The rehabilitation of bank capital ratios since the lows reached in late 2008 has proceeded on the strength of a range of interrelated contributions, including government assistance, capital offerings and a return of profits.

Trying to isolate the impact of any one contributor is a thorny exercise.

But one way to illustrate the importance of shrinking balance sheets at both large and small institutions — that is, a smaller numerator rooted in heavy chargeoffs, weak lending activity and sales of portfolios and businesses — is simply to compare history with an alternate reality in which assets held at their peaks and everything else stayed the same (see charts).

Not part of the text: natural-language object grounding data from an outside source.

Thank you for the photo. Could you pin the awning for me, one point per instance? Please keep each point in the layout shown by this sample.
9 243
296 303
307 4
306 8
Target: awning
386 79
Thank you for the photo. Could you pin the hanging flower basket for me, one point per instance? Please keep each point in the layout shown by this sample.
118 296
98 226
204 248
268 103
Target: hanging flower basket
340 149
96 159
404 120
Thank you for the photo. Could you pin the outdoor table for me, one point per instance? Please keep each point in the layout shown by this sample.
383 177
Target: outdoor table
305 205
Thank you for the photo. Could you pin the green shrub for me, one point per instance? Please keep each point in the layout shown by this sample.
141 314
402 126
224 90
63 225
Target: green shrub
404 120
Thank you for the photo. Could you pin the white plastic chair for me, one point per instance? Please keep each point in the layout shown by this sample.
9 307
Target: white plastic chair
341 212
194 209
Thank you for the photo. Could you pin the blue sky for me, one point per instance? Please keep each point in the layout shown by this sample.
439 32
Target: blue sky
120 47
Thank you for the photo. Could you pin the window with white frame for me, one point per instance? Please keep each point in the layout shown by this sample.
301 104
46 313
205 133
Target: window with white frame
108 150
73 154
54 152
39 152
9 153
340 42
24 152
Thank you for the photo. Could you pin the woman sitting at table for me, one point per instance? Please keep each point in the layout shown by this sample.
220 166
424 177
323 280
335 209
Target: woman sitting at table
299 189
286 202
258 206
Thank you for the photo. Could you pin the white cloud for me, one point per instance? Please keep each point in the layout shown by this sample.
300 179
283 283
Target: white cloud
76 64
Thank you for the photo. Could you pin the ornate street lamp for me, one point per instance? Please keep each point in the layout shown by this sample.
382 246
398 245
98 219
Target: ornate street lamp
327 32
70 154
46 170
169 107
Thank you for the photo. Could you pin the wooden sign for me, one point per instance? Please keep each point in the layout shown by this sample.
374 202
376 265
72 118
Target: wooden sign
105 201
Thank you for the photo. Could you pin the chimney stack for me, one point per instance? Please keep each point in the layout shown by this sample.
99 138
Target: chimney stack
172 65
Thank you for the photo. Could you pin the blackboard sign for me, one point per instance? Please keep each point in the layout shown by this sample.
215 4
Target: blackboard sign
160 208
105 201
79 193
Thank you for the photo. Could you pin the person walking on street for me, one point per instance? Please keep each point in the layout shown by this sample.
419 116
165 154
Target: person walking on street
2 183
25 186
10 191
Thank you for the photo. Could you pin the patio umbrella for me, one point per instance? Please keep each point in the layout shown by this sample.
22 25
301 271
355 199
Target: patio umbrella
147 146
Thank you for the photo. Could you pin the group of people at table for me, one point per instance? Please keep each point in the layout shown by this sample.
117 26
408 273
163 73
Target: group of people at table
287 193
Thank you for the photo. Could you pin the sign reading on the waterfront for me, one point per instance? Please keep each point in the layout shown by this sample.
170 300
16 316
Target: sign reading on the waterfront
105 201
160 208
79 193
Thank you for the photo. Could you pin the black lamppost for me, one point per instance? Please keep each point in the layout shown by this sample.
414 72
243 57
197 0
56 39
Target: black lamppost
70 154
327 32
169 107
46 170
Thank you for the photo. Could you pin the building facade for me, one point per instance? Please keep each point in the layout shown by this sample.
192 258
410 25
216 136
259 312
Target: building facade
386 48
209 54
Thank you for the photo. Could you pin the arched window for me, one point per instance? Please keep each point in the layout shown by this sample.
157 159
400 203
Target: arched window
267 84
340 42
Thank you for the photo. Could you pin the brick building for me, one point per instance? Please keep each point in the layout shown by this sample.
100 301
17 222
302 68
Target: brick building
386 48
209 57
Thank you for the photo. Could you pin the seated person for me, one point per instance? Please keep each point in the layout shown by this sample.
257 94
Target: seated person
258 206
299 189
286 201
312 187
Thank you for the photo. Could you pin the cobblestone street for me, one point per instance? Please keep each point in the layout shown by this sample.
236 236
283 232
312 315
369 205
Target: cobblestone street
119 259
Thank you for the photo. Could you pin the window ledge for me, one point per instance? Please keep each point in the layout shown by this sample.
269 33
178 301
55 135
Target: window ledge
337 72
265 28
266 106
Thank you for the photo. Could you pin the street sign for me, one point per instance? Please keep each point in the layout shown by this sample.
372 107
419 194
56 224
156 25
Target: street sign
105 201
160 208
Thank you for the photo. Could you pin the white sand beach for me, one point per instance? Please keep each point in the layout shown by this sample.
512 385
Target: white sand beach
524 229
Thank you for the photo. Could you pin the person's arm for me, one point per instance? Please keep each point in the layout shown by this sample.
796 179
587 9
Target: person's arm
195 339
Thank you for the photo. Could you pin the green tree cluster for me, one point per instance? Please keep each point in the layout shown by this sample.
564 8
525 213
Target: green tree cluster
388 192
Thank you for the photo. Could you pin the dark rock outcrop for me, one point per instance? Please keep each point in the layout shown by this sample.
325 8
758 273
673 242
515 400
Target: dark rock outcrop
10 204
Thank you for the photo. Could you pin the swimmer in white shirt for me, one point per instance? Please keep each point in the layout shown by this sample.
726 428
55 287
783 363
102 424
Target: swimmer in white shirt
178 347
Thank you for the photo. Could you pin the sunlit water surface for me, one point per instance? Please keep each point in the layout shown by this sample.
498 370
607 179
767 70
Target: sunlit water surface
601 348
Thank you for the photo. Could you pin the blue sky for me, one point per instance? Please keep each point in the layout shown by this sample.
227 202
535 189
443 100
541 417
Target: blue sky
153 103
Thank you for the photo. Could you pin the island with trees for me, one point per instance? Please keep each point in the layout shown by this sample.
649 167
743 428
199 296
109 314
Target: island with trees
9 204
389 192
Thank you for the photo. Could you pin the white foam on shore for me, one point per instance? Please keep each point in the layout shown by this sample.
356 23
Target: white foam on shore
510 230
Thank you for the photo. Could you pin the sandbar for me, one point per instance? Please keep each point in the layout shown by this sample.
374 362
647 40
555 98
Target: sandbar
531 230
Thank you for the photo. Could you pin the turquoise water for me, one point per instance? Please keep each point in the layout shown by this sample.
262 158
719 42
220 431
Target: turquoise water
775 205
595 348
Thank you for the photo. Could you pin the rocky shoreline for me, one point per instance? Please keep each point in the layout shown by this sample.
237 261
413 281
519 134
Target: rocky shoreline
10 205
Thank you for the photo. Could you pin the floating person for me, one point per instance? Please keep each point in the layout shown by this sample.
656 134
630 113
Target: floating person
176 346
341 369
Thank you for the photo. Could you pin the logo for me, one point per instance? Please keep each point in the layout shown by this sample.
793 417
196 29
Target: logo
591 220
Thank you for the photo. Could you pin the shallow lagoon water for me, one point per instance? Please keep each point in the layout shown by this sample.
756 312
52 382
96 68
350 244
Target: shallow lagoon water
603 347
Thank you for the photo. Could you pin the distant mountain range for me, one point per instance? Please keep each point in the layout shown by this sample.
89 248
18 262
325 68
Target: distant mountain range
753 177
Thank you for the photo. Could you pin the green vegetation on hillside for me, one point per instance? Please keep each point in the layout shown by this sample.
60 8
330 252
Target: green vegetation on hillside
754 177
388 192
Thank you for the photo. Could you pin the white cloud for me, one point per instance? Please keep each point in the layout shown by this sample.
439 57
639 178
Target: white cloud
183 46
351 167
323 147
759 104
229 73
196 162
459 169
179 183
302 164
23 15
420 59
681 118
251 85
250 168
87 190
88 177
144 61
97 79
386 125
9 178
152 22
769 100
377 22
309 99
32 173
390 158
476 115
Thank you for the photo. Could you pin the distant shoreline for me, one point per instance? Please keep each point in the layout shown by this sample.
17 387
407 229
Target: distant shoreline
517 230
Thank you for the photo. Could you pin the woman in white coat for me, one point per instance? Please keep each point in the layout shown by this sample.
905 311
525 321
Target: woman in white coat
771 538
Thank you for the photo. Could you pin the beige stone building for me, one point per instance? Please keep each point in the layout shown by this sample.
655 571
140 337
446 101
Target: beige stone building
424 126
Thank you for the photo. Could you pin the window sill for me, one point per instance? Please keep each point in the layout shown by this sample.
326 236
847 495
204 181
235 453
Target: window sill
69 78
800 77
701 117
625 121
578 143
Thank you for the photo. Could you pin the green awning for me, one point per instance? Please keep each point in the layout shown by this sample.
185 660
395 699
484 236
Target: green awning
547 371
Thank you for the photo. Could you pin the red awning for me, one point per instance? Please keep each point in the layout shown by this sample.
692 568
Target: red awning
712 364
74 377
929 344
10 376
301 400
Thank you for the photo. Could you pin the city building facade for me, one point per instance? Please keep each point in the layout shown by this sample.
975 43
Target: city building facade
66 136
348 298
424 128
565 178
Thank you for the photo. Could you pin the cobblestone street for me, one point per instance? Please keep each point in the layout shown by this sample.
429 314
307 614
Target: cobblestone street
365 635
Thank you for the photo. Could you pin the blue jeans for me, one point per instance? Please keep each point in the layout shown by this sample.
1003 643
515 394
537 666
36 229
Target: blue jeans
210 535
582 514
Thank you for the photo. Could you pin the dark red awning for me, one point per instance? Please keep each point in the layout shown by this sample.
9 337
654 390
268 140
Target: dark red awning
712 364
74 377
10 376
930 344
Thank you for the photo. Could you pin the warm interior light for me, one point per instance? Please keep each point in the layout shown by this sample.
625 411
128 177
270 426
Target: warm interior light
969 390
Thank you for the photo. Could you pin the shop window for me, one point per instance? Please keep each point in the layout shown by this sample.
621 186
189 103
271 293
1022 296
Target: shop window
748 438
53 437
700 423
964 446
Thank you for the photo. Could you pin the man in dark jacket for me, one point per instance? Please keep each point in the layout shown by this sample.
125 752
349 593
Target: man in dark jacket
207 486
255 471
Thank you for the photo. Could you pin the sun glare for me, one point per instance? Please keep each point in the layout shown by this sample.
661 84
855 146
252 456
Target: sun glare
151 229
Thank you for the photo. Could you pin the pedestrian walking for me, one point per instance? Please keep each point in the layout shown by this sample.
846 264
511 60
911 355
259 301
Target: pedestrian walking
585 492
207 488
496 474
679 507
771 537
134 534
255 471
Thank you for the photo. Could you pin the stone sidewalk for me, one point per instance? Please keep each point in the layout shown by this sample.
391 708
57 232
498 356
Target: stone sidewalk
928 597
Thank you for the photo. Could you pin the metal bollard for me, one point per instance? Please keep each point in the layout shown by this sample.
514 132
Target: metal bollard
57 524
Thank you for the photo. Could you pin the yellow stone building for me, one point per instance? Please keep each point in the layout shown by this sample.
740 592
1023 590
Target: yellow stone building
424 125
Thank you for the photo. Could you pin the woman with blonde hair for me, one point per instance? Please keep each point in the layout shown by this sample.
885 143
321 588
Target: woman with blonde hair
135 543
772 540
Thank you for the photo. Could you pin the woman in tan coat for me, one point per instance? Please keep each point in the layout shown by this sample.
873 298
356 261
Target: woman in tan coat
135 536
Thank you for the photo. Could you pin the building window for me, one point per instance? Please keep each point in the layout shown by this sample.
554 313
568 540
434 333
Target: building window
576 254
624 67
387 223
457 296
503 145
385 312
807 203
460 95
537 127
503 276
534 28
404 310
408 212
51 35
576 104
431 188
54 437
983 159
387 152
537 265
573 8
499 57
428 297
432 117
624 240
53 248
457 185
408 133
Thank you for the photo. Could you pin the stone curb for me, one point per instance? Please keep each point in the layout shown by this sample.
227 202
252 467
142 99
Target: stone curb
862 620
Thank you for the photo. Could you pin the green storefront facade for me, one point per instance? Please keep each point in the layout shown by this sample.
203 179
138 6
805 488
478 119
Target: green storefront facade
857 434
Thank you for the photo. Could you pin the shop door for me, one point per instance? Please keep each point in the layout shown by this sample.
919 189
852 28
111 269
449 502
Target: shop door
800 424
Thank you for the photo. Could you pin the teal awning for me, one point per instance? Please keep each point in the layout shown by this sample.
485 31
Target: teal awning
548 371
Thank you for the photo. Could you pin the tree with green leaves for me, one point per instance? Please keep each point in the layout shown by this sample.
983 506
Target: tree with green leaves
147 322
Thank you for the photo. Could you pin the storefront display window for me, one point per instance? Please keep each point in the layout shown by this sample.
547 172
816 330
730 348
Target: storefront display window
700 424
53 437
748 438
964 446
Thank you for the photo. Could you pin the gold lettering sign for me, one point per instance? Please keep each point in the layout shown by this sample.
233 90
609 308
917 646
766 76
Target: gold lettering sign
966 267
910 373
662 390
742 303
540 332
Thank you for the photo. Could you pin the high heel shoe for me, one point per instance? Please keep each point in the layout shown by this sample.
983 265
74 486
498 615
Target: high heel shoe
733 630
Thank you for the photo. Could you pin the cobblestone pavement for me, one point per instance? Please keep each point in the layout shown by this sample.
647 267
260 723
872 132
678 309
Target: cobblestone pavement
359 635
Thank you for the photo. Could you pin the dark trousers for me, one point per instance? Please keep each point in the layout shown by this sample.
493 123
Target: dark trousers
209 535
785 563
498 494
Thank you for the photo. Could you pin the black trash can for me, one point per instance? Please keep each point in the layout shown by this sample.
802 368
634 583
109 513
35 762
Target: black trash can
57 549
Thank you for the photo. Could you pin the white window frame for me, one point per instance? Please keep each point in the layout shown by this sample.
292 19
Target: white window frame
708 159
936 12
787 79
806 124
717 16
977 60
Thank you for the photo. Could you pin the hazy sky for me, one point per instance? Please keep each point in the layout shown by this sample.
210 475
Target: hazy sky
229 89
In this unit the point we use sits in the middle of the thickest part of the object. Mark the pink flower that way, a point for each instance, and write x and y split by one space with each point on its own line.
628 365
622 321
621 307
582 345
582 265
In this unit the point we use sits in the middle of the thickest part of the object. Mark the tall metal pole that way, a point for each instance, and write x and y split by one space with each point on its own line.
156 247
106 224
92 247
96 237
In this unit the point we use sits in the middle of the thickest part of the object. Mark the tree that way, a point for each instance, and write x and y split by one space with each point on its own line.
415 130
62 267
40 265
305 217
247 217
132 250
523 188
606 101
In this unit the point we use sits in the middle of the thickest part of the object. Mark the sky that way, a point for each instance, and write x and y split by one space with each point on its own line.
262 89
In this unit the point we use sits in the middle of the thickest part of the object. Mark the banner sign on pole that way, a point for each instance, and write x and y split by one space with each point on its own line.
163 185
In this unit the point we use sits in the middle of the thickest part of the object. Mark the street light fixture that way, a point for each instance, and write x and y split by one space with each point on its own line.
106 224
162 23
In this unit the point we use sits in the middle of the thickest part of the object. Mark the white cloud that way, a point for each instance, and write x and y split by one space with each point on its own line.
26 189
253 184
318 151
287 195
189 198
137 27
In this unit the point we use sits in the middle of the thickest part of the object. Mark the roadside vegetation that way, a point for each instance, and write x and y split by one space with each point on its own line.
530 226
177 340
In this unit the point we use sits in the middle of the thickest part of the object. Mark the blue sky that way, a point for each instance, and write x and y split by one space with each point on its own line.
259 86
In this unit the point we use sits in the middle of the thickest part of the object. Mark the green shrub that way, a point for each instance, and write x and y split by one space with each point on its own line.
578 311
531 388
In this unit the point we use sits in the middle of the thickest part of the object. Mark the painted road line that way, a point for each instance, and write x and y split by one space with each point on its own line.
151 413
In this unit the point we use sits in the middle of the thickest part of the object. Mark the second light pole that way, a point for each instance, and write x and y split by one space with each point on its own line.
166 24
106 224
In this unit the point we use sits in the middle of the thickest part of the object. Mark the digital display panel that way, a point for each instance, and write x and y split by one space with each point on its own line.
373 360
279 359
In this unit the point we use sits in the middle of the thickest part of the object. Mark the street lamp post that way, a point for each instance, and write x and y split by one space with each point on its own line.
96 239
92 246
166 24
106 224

Total bank assets reached a high of $13.8 trillion in the fourth quarter of 2008 (two quarters after loans peaked, at $7.9 trillion), according to data from the Federal Deposit Insurance Corp. If they had not fallen, the ratio of industrywide equity to assets would still have climbed 142 basis points, to 10.75%, in the second quarter.

But, in fact, assets shrank 4.5%, to $13.2 trillion, during the same period (including an assimilation of hundreds of billions of loans under new accounting rules for securitizations that dampened the slide), and the equity-to-assets ratio grew by 192 basis points, to 11.25%. (One obvious weakness of the counterfactual case is that capital levels, and the size of offerings, are managed in part with reference to asset levels.)

Tier 1 ratios — or Tier 1 capital to risk-weighted assets — show an even bigger differential as risk-weighted assets have fallen far more sharply than total assets. (To a large degree, loans have been replaced by assets, including cash, with lower risk weights.)

If risk-weighted assets held at their peak of $10 trillion in the second quarter of 2008, the industrywide Tier 1 ratio would have gained 123 basis points to 11.33% in the second quarter this year, or about half the actual gain of 235 basis points, to 12.44%.

If the size of capital cushions is the sole interest, the route taken may not matter, but, in terms of the flow of credit to borrowers, the recent downsizing of balance sheets has been a painful road.